Efficient Website Data Scraping for Improved Data Management

Accessing multiple data sources with data scraping.

Key Details

Accessing multiple data sources with data scraping.

Challenge

Fast and accurate data scraping from multiple sources
Solution

Best practices for robust & resilient web scraping
Technologies and tools

Microsoft Azure Cloud Services for infrastructure hosting, tuning and administration. Python language with required libraries and frameworks (Azure-sdk, Scrapy, Selenium, etc.) for web sites scraping and crawling process

Client

The client is a non-commercial organization that provides support for African American small businesses and entrepreneurs. They’re proud to provide services that help African American businessmen get grants and achieve success in competitions.

Challenge: fast and accurate data scraping from multiple sources

The client deals with huge amounts of data coming from various sources regularly. So data management has become a concern for them.

They wanted to scrape job offers, mentorship and network opportunities for talented African American entrepreneurs from various websites and publish it on their own platform. So, entrepreneurs can easily discover businesses owned by African Americans and go support them or locate their own.

InData Labs was challenged to develop a strong data scraping solution for the client’s marketplace.

Solution: best practices for robust & resilient web scraping

Our team of engineers have applied their data scraping expertise to enable effective data collection from various sources.

The InData Labs team was to setup infrastructure & code flow for the client:

Git and CI/CD part

For code management there was used AzureDevOps repository with such a pipeline setup that allowed our team to build and push docker images to the registry by using a parallel job agent.
Registry and Logic App part

Next, we created Azure Docker Container Registry on Azure portal to store our docker images.

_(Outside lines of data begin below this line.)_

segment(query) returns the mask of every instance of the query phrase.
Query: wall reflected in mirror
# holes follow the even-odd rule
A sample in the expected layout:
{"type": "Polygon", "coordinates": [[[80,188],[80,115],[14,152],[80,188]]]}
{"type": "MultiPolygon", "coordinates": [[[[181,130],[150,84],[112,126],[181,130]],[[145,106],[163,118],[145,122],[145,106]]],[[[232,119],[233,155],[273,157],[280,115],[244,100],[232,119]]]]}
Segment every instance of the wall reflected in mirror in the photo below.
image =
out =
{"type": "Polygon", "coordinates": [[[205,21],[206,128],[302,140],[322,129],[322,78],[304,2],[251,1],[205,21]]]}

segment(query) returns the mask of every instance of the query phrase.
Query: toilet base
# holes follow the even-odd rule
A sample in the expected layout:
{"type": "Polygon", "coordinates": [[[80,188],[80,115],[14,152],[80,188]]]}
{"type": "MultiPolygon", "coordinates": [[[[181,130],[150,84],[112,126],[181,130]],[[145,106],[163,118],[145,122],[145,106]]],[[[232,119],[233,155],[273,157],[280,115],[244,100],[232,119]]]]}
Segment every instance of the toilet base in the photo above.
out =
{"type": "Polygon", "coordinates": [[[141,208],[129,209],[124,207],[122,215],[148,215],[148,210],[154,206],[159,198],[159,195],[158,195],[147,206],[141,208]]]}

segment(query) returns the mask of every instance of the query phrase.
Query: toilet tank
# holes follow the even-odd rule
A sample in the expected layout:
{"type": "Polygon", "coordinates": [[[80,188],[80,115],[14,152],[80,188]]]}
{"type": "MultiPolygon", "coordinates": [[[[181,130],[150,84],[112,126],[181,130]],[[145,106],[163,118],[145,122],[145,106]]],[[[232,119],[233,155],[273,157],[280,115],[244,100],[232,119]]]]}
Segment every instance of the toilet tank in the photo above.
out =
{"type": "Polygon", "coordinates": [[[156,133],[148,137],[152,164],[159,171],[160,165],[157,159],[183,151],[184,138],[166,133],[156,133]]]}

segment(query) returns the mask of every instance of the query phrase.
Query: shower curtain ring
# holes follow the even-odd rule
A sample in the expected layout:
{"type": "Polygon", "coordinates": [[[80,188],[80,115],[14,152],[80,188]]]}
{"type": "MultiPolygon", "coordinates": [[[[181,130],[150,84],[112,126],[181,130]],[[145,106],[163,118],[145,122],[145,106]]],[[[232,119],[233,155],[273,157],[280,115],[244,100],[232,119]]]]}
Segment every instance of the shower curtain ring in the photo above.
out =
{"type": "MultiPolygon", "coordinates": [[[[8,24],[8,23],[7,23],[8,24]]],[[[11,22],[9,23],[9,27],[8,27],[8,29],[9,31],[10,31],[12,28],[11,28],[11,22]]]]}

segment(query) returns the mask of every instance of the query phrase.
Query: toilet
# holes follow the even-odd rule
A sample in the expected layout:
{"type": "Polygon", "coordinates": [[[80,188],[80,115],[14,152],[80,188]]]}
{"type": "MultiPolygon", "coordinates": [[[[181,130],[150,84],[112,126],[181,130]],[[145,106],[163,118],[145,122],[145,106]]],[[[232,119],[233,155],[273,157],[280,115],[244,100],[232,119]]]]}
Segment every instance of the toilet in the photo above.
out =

Then we needed to create docker instances from images by using Azure Logic app to run scraper code in parallel and separately.
Scraper part

During this stage, the InData Labs team created container instances with Logic apps. Then we needed to give each container access to Azure resources and sensitive data such as passwords, connection strings etc. that were stored in Azure KeyVault.

To store scraper outputs, our team decided to create a Storage Account which would be like a cloud folder to save scraped data. After that we were able to start our scrapers in a manual way, but we needed some orchestration, automatisation and postprocessing.
Data Factory and orchestration part

Our engineers ran all our scrapers with time-trigger and in a single pipeline run with Azure Data Factory.

The main pipeline was supposed to start all containers with requests via azure API, then run DataBricks Notebooks to process collected data.
DataBricks

At this stage, we were scrapping all the data from websites (as incremental loading of data from websites is not possible or difficult) and full data processing/saving to the database. Before loading new data to the database, we deleted the existing data.

As a result, the client has got a robust data scraping solution that scrapes data from multiple sites and business listings and gathers information about businesses’ founded by African Americans that are useful for the subscribers of the client’s platform.